In guter Erinnerung hingegen ist mir das Silvester 2005, an dem meine damals beste Freundin und ich schon nachmittags in der Küche aktiv wurden und um neunzehn Uhr ein unmäßig feudales, sich über Stunden ziehendes, mehrgängiges Abendessen starteten, nur für uns zwei. Um Mitternacht stiegen wir aufs Dach, nippten an unserem Sekt und erfreuten uns an anderer Leute Feuerwerken, bevor wir bis spät in die Nacht Musik hörten und von vergangenen Zeiten träumten. Zwei Jahre zuvor hatte ich noch kleiner gefeiert: mit mir selbst. An Einladungen mangelte es mir nicht, allein: mir fehlte der Wille, hunderte Kilometer durch die Republik zu fahren um auf irgendeinem mir unbekannten Marktplatz mit mir vorwiegend unbekannten Leuten die Zehen abzufrieren und so blieb ich daheim. Kaufte eine Flasche Sekt, lieh Noten und eine großartige Gesamtaufnahme vom Don Carlo aus und amüsierte mich prächtig bis gerade kurz nach Mitternacht.

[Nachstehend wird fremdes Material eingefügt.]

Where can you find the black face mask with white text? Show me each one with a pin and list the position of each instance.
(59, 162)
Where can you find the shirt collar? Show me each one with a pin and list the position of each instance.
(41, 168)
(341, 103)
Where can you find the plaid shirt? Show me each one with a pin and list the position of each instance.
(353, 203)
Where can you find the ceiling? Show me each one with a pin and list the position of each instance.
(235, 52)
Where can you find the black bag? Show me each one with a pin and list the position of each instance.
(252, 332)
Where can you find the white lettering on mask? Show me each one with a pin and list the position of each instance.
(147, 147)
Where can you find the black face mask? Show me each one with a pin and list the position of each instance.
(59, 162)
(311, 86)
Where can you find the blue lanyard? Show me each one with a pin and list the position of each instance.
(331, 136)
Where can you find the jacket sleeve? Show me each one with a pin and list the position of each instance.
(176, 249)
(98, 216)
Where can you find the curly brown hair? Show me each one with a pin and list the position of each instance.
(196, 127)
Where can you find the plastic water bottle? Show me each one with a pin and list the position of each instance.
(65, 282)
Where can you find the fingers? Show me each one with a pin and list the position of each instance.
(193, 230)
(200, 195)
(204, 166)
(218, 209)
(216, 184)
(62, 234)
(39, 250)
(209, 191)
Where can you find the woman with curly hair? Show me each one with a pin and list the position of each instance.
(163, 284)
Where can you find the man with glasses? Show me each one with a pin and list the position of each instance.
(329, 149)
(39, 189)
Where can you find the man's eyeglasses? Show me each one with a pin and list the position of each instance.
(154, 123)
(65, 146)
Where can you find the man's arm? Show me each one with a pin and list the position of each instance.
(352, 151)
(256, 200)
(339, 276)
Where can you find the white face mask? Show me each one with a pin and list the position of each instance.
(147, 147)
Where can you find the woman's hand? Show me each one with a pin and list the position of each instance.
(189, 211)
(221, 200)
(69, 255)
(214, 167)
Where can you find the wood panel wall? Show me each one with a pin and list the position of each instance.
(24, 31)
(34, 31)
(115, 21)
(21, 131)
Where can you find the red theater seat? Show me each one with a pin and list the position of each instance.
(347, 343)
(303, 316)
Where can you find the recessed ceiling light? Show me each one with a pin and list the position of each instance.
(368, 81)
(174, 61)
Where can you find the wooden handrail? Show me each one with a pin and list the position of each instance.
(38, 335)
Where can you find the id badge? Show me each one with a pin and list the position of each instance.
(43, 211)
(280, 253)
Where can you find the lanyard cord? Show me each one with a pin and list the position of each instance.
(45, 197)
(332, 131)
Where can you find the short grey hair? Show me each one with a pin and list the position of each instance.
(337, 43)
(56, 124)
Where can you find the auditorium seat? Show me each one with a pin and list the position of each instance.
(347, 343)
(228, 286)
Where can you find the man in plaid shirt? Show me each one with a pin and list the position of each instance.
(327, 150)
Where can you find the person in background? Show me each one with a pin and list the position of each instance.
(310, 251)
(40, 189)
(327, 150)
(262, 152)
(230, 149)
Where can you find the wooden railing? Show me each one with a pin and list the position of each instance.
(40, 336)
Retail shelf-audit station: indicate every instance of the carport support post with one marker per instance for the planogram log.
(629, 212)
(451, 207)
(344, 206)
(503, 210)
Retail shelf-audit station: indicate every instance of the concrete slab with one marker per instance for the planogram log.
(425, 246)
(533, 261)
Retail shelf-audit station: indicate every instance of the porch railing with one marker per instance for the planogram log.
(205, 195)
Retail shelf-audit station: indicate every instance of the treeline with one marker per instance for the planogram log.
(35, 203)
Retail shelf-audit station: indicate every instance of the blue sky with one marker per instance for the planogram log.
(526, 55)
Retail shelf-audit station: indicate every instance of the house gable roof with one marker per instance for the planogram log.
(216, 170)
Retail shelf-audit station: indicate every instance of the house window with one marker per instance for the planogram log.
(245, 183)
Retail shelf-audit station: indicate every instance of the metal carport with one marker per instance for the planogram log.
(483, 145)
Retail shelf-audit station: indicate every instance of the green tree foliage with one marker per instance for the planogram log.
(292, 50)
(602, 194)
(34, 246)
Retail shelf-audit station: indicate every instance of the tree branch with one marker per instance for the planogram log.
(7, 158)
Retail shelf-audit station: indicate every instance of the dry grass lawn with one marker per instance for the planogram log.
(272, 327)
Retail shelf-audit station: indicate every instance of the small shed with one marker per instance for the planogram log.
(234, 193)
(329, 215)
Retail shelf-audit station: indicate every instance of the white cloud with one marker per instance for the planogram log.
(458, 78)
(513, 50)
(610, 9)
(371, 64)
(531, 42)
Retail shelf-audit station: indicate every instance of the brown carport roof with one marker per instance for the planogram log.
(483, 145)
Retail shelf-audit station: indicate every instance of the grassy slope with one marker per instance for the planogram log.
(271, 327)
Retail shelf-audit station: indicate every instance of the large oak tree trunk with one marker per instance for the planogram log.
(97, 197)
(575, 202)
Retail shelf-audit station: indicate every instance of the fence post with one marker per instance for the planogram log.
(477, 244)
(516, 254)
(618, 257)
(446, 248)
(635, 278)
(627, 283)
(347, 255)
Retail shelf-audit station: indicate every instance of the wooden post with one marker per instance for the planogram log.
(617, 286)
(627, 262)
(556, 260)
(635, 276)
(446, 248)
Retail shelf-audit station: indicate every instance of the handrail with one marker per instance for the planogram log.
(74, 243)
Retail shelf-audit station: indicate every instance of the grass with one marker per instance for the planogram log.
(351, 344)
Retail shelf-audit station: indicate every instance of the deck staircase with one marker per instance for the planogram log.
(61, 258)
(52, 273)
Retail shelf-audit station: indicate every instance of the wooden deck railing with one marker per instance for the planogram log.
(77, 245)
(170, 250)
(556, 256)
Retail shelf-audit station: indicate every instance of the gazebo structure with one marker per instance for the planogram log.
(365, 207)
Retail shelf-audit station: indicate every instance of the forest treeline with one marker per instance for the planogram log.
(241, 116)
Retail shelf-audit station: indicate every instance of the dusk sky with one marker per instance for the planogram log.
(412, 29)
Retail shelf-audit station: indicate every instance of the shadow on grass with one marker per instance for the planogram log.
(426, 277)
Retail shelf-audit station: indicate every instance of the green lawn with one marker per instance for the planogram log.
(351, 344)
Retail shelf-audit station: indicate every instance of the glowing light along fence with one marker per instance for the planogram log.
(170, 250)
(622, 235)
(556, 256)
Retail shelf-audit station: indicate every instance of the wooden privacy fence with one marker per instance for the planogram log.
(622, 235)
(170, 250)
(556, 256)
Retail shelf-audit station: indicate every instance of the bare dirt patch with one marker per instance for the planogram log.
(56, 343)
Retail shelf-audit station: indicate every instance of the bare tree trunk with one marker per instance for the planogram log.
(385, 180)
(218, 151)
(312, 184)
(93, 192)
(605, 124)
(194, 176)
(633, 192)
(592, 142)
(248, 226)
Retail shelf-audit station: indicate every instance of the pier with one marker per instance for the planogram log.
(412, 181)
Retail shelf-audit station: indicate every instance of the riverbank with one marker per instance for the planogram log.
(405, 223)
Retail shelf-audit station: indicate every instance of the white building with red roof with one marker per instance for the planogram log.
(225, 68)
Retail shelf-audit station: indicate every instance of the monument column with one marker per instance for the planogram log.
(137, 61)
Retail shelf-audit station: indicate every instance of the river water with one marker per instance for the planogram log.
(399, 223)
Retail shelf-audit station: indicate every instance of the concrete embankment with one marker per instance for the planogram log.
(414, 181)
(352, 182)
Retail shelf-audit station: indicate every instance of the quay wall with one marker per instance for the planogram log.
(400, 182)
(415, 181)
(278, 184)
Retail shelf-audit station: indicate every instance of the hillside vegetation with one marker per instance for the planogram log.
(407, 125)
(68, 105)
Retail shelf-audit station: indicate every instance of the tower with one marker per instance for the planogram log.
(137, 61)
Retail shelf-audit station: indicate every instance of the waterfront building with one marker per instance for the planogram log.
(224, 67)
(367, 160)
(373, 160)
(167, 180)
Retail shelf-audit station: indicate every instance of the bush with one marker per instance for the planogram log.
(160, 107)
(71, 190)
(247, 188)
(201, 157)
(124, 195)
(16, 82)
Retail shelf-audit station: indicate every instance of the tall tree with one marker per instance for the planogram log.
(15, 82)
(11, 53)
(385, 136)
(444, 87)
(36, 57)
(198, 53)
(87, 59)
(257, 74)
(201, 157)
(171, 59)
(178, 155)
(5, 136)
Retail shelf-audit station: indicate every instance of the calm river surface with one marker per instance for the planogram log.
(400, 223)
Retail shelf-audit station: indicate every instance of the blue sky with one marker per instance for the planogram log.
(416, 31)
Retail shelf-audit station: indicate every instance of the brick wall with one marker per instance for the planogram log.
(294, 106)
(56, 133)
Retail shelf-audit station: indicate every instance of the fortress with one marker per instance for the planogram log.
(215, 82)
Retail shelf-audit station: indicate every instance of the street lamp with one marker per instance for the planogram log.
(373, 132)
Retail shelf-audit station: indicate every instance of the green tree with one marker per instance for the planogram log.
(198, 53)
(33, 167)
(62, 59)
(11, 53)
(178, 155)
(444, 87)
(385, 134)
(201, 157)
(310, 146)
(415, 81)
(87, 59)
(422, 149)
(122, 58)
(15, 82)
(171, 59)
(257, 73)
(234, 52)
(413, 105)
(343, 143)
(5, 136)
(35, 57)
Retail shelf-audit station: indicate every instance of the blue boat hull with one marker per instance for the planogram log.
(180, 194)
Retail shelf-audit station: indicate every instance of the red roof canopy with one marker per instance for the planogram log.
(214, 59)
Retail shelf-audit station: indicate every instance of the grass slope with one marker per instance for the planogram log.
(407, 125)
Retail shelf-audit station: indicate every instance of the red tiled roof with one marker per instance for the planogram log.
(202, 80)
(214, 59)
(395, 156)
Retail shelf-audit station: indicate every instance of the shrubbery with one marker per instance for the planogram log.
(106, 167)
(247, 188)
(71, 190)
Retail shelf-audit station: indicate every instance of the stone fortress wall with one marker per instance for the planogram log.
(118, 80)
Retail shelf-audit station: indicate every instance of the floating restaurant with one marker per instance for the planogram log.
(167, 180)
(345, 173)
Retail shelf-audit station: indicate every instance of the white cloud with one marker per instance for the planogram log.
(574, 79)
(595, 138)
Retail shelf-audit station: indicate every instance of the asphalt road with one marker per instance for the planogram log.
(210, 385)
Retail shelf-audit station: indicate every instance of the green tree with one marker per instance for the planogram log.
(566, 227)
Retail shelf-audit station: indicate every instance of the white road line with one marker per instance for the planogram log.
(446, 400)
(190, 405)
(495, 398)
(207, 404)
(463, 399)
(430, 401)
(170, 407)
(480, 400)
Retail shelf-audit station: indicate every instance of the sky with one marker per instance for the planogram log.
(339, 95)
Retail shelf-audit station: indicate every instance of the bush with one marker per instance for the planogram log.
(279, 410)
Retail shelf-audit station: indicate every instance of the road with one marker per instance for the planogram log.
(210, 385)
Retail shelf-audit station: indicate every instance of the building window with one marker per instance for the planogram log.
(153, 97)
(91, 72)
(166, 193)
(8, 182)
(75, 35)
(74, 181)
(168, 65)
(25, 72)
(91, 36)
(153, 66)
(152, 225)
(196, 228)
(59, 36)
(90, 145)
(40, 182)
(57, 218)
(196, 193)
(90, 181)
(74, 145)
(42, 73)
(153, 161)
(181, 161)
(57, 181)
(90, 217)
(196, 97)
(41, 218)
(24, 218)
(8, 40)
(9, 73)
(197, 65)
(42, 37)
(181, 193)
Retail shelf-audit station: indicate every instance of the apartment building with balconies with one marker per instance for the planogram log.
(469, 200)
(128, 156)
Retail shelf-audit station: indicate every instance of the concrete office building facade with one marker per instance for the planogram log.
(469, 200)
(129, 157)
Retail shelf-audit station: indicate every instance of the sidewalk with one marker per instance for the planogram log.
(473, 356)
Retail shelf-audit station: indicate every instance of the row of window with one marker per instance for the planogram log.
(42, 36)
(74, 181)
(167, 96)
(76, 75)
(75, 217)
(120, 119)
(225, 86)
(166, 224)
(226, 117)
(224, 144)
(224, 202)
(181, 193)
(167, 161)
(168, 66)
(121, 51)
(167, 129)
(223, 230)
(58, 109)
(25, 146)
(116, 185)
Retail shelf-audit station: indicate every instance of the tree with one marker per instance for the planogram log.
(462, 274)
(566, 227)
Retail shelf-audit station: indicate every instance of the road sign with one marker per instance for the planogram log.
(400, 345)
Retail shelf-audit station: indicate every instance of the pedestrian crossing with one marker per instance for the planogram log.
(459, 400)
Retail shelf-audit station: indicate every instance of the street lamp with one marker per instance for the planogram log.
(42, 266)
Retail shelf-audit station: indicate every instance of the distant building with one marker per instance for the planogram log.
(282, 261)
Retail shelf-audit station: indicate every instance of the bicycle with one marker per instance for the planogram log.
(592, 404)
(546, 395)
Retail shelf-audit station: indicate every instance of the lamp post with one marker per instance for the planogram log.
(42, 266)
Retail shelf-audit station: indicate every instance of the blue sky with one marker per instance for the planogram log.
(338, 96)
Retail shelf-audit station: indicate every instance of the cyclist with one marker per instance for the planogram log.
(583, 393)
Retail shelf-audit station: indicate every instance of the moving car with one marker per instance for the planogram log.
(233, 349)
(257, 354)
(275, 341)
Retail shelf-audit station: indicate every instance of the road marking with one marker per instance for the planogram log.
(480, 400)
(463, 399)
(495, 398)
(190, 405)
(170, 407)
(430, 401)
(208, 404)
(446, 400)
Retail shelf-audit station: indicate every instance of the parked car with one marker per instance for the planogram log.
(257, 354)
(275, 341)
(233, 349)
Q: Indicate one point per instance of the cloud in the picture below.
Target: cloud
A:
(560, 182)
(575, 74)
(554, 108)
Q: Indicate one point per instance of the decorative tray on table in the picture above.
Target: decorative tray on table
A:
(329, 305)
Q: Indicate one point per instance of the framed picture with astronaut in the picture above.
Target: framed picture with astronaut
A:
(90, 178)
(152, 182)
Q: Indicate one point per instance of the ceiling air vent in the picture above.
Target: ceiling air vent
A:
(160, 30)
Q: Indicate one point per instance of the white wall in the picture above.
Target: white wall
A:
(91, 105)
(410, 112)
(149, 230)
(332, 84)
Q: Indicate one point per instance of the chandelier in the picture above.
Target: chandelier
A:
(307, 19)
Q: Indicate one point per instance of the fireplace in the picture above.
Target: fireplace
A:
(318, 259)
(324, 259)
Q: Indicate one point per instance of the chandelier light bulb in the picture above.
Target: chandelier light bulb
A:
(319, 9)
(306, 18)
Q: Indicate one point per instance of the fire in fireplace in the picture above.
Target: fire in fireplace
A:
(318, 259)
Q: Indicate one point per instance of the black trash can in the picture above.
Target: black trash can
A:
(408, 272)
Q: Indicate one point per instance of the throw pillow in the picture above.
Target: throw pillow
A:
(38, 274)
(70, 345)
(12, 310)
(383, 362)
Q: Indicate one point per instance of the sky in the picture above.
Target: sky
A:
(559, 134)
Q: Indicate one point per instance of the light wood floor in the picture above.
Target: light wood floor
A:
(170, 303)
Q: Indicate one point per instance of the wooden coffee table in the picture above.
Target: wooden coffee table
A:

Dieses Jahr allerdings sind die Aussichten bescheiden und ich bekomme die Auswirkungen meiner Reisefreude zu spüren. Meine engsten Freunde in Deutschland haben alle feste Arbeitsplätze, feste Wohnungen, feste Freundeskreise mit Wohnsitz in Deutschland und zumeist auch feste Beziehungen. In direkter Folge ihrer Lebensumstände haben außerdem alle feste und überaus solide Silvesterpläne: Raclette-Essen mit befreundeten Pärchen oder den Schwiegereltern ist das Standardprogramm und ich wäre dabei überflüssig und bin allenfalls aus Mitleid eingeladen. Die rauschenden Parties meiner Kollegen und Freunde in Kinshasa, London und Oslo sind für mich unerreichbar oder jedenfalls weiter weg als ich reisen möchte, und meine Anwesenheit auf der alljährlichen Party meines Studienumfelds würde vermutlich die jugendlichen Gäste inzwischen zu der Frage veranlassen, ob man nun schon Senioren einließe. Infolgedessen werde ich voraussichtlich mit meinen Schwestern zu Hause feiern, zu fortgeschrittener Stunde möglicherweise in weinseligem Zustand Fotos von den zehn Käsesorten präsentieren, die wir zu raclettieren planen (acht Pfännchen durch drei: wir werden nicht verhungern) und einen eher ruhigen Abend haben. Das ist auch sowieso besser, denn auf die Art kann ich meine Arbeit fertig machen und noch einige Bewerbungen schreiben, auf daß ich nächstes Jahr nicht länger der Katgorie Hartz IV Empfänger ohne Bezugsrecht angehören muß. Silvester wird wahrhaftig überschätzt.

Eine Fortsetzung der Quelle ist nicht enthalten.